In September, the U.S. Senate Foreign Relations Committee approved the Taiwan Policy Act of 2022, a bipartisan proposal to expand U.S. efforts to promote the security of Taiwan, ensure regional stability, and block China’s further aggression against Taiwan.
“The U.S. Senate Foreign Relations Committee backs the Taiwan Policy Act. It’s going to help Taiwan with more military weapons to help Taiwan defend itself. So, we buy weapons from the U.S.,” Chen said.
Does Taiwan have the capacity to defend itself right now?
“It’s an assumption. As a diplomat, I cannot answer assumptions,” Chen said. “I will say that Taiwan will appreciate assistance from the U.S. and we are not looking for more. We just expect the U.S. to follow the policy to offer enough weapons to defend ourselves.”
The U.S., which follows a one-China policy, has been skating on thin ice with its diplomatic ties with Beijing.
“One-China policy is a very vague idea; it’s different from the one-China principle. The China government’s one-China principle means there is only one China and it considers Taiwan part of China,” Chen said.
But as far as Taiwan is concerned, the deal is clear.
“The U.S.’s one-China policy doesn’t say Taiwan is part of China. The relationship between Taiwan and the U.S. is different. Our relationship with the U.S. is based on several legal documents,” Chen said, citing the Taiwan Relations Act of 1979 as an example.
In 1982, the Reagan Administration enhanced the TRA with “Six Assurances,” carrying six key foreign policy principles of the U.S. regarding its relationship with Taiwan. The Six Assurances were intended to reassure that the U.S. would continue to support Taiwan even if it had earlier cut formal diplomatic relations.
Chen enumerated the Six Assurances.
“First, the U.S. promised not to set a date for the termination of arms sales to Taiwan.
“Second, the U.S. will not alter the terms of the Taiwan Relations Act.
“Third, the U.S. will not consult with China in advance before making decisions about U.S. arms sales to Taiwan.
“Fourth, the U.S. will not mediate between Taiwan and China.
"Fifth, the U.S. will not alter the position about the sovereignty of Taiwan, which is a question that has to be decided peacefully between the Chinese themselves.
The U.S. will not pressure Taiwan to enter into any negotiations with China.

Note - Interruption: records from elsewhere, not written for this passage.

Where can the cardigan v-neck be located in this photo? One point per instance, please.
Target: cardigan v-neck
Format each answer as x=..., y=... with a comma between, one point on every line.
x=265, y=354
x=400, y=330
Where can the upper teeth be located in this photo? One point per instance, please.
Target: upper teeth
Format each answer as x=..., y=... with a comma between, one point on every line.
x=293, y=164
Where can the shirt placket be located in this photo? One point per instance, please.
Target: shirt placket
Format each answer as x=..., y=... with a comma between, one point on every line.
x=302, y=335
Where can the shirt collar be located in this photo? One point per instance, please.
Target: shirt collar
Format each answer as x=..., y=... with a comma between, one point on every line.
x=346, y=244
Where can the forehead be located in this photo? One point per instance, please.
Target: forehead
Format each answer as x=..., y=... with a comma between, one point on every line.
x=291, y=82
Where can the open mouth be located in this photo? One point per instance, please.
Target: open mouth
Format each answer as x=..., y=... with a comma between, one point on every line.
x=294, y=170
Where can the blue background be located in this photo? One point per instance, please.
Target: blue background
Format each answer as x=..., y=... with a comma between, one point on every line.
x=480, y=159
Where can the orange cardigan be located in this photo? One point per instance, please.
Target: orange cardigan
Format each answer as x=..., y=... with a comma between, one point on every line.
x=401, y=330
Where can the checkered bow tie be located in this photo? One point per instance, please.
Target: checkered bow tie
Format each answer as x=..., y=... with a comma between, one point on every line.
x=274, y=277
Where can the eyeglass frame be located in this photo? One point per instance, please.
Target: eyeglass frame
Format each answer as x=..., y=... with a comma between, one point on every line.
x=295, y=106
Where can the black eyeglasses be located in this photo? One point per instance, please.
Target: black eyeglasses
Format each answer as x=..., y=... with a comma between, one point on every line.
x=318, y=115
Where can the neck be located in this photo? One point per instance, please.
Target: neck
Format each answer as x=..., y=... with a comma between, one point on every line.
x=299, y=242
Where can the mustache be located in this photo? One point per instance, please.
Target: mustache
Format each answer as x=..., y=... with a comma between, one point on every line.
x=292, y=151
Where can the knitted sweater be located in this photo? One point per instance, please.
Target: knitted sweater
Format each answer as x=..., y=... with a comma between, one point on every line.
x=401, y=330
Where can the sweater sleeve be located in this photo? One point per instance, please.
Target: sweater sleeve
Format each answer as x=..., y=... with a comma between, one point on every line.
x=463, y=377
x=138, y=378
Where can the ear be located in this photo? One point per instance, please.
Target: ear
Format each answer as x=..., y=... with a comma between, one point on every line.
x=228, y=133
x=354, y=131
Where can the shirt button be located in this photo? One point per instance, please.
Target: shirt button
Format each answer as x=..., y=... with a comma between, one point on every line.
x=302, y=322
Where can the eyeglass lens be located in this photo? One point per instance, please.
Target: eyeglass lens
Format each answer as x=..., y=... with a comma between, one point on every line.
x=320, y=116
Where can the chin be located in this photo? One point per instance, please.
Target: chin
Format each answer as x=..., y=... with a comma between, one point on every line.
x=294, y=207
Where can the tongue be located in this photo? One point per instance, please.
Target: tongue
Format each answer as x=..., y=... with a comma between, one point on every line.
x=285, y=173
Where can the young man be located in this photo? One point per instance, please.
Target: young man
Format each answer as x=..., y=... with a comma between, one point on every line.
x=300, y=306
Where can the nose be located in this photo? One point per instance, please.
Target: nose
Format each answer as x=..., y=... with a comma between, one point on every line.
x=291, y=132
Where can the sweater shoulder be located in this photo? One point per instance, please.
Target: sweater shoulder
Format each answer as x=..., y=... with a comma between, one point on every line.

“Lastly, the U.S. will not formally recognize China’s sovereignty over Taiwan. So the one-China policy doesn’t mean Taiwan is part of China.”
Currently, only 13 countries and the Vatican recognize Taiwan as a sovereign country. China exerts considerable diplomatic squeeze on other countries not to acknowledge Taiwan.

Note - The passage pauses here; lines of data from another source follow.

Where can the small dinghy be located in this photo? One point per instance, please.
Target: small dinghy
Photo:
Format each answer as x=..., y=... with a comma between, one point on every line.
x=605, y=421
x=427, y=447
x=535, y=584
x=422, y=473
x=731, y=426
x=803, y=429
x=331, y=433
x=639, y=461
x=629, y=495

Taiwan was a founding member of the UN in 1949 until it was replaced by China in 1971 following a resolution that pushed the democratic province to the periphery.
Taiwan has since been the world’s dilemma. Its democratic system of government suits well with many democratic nations, but its status as a sovereign nation remains an unresolved issue. So far, China has been successful in its campaign against its breakaway province, managing to secure the one-China principle in its favor and keep Taiwan in the desert land.

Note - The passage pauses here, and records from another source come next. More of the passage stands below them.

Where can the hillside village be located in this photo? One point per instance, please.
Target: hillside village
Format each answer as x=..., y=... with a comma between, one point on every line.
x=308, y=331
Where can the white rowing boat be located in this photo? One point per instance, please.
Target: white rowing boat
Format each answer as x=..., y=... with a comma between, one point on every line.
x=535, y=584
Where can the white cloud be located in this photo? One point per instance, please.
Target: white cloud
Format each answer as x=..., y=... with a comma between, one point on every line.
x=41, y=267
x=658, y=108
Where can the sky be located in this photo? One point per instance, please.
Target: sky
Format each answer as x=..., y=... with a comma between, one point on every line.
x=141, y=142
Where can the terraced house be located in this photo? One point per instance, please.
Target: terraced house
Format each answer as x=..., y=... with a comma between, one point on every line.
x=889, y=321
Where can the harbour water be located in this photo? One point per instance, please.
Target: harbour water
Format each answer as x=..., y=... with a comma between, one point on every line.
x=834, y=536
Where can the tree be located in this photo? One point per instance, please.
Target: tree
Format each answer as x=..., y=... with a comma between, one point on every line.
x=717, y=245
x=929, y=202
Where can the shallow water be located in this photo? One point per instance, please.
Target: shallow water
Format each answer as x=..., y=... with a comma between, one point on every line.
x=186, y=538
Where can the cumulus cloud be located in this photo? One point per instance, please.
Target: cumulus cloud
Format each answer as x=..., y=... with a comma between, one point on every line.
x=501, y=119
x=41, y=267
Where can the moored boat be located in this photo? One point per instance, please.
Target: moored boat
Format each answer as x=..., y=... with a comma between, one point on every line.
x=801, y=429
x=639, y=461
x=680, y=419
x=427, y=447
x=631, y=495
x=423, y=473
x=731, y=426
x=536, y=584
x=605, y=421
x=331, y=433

In 2007, the UN rejected Taiwan’s plea for inclusion in the body, maintaining that "Taiwan is part of China."
Taiwan is banking on its allies in the Pacific islands region to back its renewed bid for readmission into the United Nations.
At the 76th session of the UN General Assembly in October last year, Taiwan managed to secure endorsements from Palau, Nauru, Marshall Islands and Tuvalu, which responded to its solicitation for support.
“Taiwan is an island country in this region. We are all in the Pacific Ocean. We face the same challenges, including climate change, fishing, sailing and security issues,” Chen said.
“Security is the most important issue. We face the same challenge from an authoritarian country that wants to change the status quo of this region,” he added.
As a sovereign nation, Chen said, Taiwan only needs help to protect itself.
“We have to defend our freedom and democracy,” he said. “Who will defend Taiwan but ourselves? We are a peace-loving country. We will never start a war, but we have the right to defend ourselves.”